Appellant insists that the evidence would have authorized a jury in finding that Lindley had authorized Clower to take stock in the Cooper bank for him, and that Clower did subscribe and accept stock for Lindley, and that the stock certificate found in the bank marked "undelivered and canceled" was in truth and fact owned by Lindley for several months and then returned and marked "undelivered and canceled," and repasted into the certificate ledger. This may have happened, but this record is entirely without evidence to support such a finding.
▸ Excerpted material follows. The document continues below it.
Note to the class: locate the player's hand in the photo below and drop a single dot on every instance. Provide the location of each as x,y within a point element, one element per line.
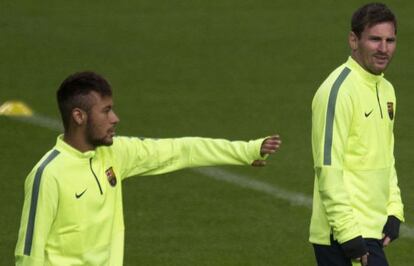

No witness testified to a single act on the part of Lindley relative to this stock except Clower, and he positively denied that he ever subscribed for or accepted any stock for Lindley, but, on the contrary, he did undertake to induce Lindley *Page 535 to take stock in the Cooper bank but was never able to do so.

Therefore we conclude that the court did not err in directing the jury to return a verdict in favor of appellee.

The Judgment of the trial court is affirmed.